The question of his being a future danger was key to prosecutors' attempts to put Jones to death. They had repeatedly cited to the jury his cunning ability to order executions of rivals and federal witnesses from prison telephones while awaiting trial, often using a secret language to thwart federal agents.
Seven of the 12 jurors voted in deliberations to support the defense claim that any future danger from Jones is significantly reduced because the government dismantled his $30,000-a-day drug organization. Seventeen of Jones' lieutenants have been convicted.

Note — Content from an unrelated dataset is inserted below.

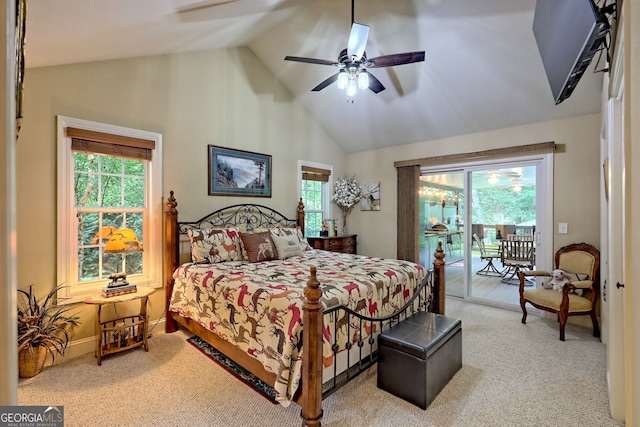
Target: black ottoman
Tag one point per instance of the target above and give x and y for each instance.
(418, 356)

Ten of the co-conspirators in the organization have pleaded guilty and many have cooperated in the giant federal investigation that brought down the Jones organization. The trial saw at least six admitted murderers take the stand for the prosecution, including New York drug dealer Derrick Hailstock, who confessed to his role in nine killings.

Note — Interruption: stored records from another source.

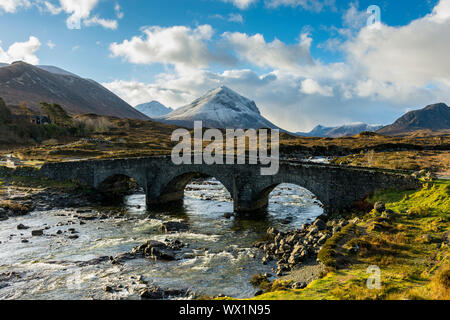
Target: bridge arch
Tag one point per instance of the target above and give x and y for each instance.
(110, 176)
(171, 189)
(255, 196)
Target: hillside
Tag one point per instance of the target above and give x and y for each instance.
(153, 109)
(434, 117)
(340, 131)
(22, 82)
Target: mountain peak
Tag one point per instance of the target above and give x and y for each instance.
(220, 108)
(432, 117)
(436, 106)
(153, 109)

But although many face lengthy prison terms without parole, none faced the death penalty -- a fact that the jury cited in its decision to spare Jones' life.
According to the jury's verdict sheet, a majority of the panel found that "other persons equally culpable in the crimes will not be punished by death" and that other murderers in the organization avoided the death penalty by striking deals with prosecutors.

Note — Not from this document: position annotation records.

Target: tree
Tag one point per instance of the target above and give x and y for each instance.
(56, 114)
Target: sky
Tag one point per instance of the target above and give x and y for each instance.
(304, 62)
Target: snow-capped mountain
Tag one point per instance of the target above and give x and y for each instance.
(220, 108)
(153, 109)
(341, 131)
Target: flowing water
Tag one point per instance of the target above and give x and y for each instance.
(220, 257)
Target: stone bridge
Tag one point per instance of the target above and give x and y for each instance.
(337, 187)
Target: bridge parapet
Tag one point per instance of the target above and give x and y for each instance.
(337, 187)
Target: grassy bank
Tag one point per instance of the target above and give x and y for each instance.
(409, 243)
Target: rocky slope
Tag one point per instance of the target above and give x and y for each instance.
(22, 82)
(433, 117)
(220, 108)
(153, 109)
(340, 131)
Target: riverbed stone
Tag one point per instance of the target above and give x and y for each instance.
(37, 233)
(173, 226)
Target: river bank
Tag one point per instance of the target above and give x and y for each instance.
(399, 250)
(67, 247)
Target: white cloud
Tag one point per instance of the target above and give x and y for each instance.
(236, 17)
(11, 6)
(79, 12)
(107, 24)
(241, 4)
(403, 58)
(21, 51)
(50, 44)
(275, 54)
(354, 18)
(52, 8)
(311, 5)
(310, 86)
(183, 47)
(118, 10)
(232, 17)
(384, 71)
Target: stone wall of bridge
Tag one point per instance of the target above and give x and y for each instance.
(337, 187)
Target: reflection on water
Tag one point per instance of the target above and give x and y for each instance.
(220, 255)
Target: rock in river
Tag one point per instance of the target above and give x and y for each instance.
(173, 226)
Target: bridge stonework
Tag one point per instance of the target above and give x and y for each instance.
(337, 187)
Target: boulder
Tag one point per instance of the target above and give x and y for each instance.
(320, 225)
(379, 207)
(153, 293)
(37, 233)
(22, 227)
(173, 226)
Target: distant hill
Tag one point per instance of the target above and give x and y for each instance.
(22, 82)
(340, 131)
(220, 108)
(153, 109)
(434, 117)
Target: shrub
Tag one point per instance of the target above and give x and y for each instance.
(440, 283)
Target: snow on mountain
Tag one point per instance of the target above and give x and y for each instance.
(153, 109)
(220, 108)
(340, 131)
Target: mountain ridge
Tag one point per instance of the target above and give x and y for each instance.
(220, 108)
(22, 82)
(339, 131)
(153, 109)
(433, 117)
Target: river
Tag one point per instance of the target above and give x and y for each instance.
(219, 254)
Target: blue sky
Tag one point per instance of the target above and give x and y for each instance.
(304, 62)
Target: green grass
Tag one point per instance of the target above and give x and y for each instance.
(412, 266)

"It comes down to an issue of relative culpability: Other participants in the crime will not be executed, so why should Anthony Jones?" said Trainor, Jones' lawyer.
For prosecutors, the decision was a mild disappointment. Many pointed to the overall success of the federal investigation, which gutted the once-powerful Jones organization.
The ring had a police officer on its payroll as an enforcer and became so brazen it sent a hit man into Johns Hopkins Hospital to try to execute a rival with a hypodermic filled with Drano.
"We're not pretending that we can wipe out the drug problem," Assistant U.S. Attorney Jamie M. Bennett said in a recent interview about the case. "But what this case shows is that if you stand out as a drug figure, you will be the target of a federal drug investigation and you will go away for a long time."
Federal prosecution is generally considered much stiffer because the sentences carry no possibility of parole. Also, federal sentencing guidelines usually carry lengthier sentences than corresponding state statutes.
Lynne A. Battaglia, the U.S. attorney for Maryland, said yesterday that she felt the jury had done its job.
"We believe that the jurors in this case conscientiously applied themselves to the decision before them and rendered the verdict they believed was just," Battaglia said.
As has been the case throughout the trial, the jurors were whisked away from the courthouse yesterday in a pair of white vans with black-tinted windows driven by federal marshals. Because of the heightened fear over retaliation in the case, the jurors' names have been kept secret for their safety.
The jury would meet every morning at a secret location to be driven to the courthouse by security personnel, chiefly to protect them from possible tampering or intimidation.
Defense attorneys said Jones will likely be placed at a high-security federal penitentiary in Florence, Colo., where he will be allowed out of his cell for only one hour per day. Among the inmates there are former New York crime boss John Gotti and Unabomber Theodore J. Kaczynski.